Görüldüğü gibi; “menfi tespit” niteliğindeki ödeme emrine itiraz/ödeme emrinin iptali davasının yedi günlük hak düşürücü süre içerisinde açılması zorunlu olduğu gibi, kendisine ödeme emri gönderilen borçlunun itirazları da üç nedenle sınırlandırılmıştır. Davanın yasal dayanağını oluşturan 6183 sayılı Kanunun 58.maddesine göre; kendisine ödeme emri tebliğ olunan şahıs, böyle bir borcu olmadığı veya kısmen ödediği veya zamanaşımına uğradığı hakkında tebliğ tarihinden itibaren yedi (7) gün içinde alacaklı tahsil dairesine ait itiraz işlerine bakan vergi itiraz komisyonu nezdinde itirazda bulunabilir. İtiraz etmezse borç kesinleşmiş olur.

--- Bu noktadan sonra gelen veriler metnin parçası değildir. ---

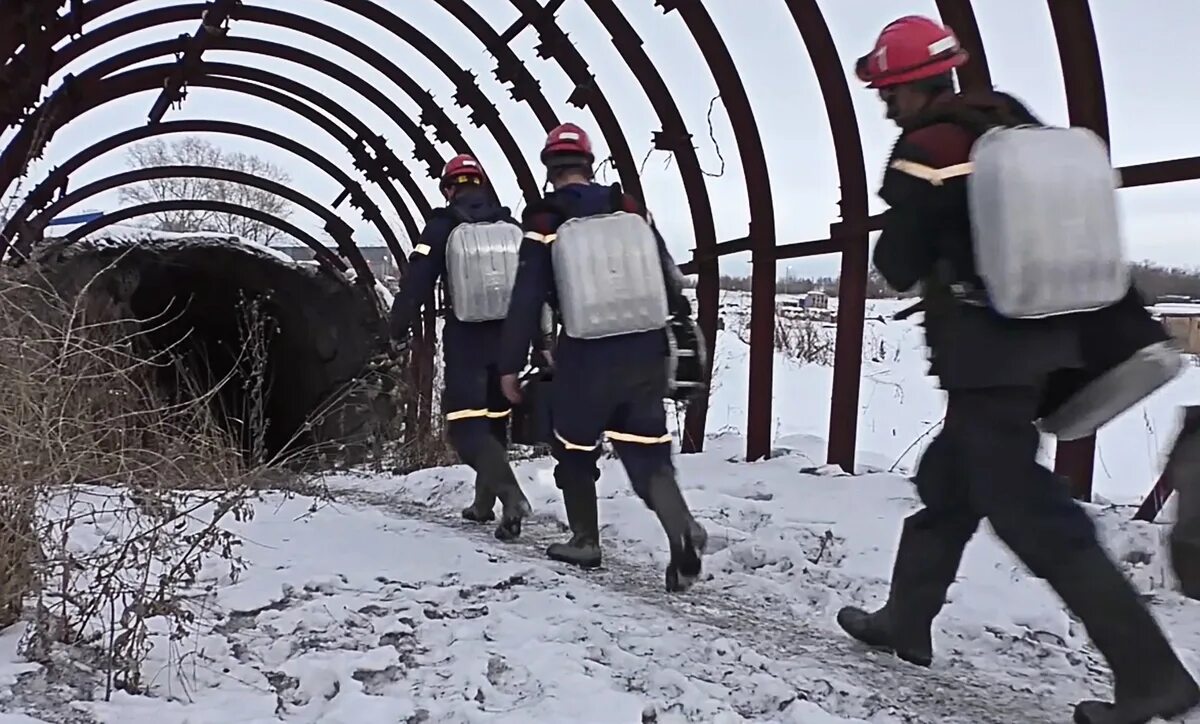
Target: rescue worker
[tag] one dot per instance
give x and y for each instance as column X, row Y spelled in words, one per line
column 1183, row 471
column 477, row 411
column 983, row 465
column 605, row 383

Diğer taraftan 6183 sayılı Kanunun 54. maddesi hükmü uyarınca da süresinde ödenmeyen amme alacağı tahsil dairesince cebren tahsil olunur. Amme borçlusunun borcuna yetecek miktarda mallarının haczedilerek paraya çevrilmesi de maddede belirtilen cebren tahsil şekillerinden birisidir. Bu bağlamda, borçtan dolayı cebren tahsile geçmeden önce anılan Kanunun 55. maddesi hükmünde öngörülen bilgilerin tümünü içeren bir ödemeye çağrı yazısının “ödeme emri” nin tebliğ edilmesi yasal zorunluluktur. Bir başka ifade ile kamu alacağı için “ödeme emri” çıkarılmadan ve icra takibi kesinleştirilmeden haciz uygulanması ve diğer cebren tahsil yollarına başvurulması kanuna aykırıdır.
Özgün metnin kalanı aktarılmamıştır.